This lesson is being piloted (Beta version)

Discrete random variables and their probability distributions

Overview

Teaching: 40 min
Exercises: 10 min
Questions
  • How do we describe discrete random variables and what are their common probability distributions?

Objectives
  • Learn how discrete random variables are defined and how the Bernoulli, binomial and Poisson distributions are derived from them.

  • Plot, and carry out probability calculations with the binomial and Poisson distributions.

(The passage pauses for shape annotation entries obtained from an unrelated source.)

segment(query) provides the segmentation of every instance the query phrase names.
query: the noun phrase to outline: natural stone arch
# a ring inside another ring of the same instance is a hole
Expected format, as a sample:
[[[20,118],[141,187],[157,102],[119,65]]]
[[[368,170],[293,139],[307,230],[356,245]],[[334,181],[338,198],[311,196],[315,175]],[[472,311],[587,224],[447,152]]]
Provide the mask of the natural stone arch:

In this episode we will be using numpy, as well as matplotlib’s plotting library. Scipy contains an extensive range of distributions in its ‘scipy.stats’ module, so we will also need to import it. Remember: scipy modules should be installed separately as required - they cannot be called if only scipy is imported.

import numpy as np
import matplotlib.pyplot as plt
import scipy.stats as sps

So far we have only considered random variables that are drawn from continuous distributions, such as the important uniform and normal distributions. However, random variables can also be discrete, drawn from (finite or infinite) sets of discrete values and including some of the most important probability distributions in statistics, such as the binomial and Poisson distributions. We will spend some time considering discrete random variables and their distributions here.

Sample space

Discrete probability distributions map a sample space \(\Omega\) (denoted with curly brackets) of possible outcomes on to a set of corresponding probabilities. Unlike continuous distributions, the sample space may consist of non-numerical elements or numerical elements, but in all cases the elements of the sample space represent possible outcomes of a random ‘draw’ from the distribution.

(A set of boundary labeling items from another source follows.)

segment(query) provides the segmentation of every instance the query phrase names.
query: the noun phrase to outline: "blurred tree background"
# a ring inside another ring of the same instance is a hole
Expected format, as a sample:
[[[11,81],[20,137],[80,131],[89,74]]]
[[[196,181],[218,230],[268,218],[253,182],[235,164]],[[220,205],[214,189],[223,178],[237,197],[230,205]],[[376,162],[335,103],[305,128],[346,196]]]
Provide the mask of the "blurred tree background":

For example, when flipping an ideal coin (which cannot land on its edge!) there are two outcomes, heads (\(H\)) or tails (\(T\)) so we have the sample space \(\Omega = \{H, T\}\). We can also represent the possible outcomes of 2 successive coin flips as the sample space \(\Omega = \{HH, HT, TH, TT\}\). A roll of a 6-sided dice would give \(\Omega = \{1, 2, 3, 4, 5, 6\}\). However, a Poisson process corresponds to the sample space \(\Omega = \mathbb{Z}^{0+}\), i.e. the set of all positive and integers and zero, even if the probability for most elements of that sample space is infinitesimal (it is still \(> 0\)!).

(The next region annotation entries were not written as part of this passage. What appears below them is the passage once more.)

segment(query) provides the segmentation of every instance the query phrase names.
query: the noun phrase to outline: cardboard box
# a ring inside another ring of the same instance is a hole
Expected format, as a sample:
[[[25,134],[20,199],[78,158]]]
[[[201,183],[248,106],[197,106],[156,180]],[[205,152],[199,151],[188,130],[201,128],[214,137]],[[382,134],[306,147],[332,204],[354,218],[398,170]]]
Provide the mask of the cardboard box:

Probability distributions of discrete random variables

In the case of a Poisson process or the roll of a dice, our sample space already consists of a set of contiguous (i.e. next to one another in sequence) numbers which correspond to discrete random variables. Where the sample space is categorical, such as heads or tails on a coin, or perhaps a set of discrete but non-integer values (e.g. a pre-defined set of measurements to be randomly drawn from), it is useful to map the elements of the sample space on to a set of integers which then become our discrete random variables \(X\). For example, when flipping a coin, define a variable \(X\):

\[X= \begin{cases} 0 \quad \mbox{if tails}\\ 1 \quad \mbox{if heads}\\ \end{cases}\]

We can write the probability that \(X\) has a value \(x\) as \(p(x) = P(X=x)\), so that assuming the coin is fair, we have \(p(0) = p(1) = 0.5\). Our definition therefore allows us to map discrete but non-integer outcomes on to numerically ordered integer random variables \(X\) for which we can construct a probability distribution. Using this approach we can define the cdf for discrete random variables as:

\[F(x) = P(X\leq x) = \sum\limits_{x_{i}\leq x} p(x_{i})\]

where the subscript \(i\) corresponds to the numerical ordering of a given outcome, i.e. of an element in the sample space. The survival function is equal to \(P(X\gt x)\).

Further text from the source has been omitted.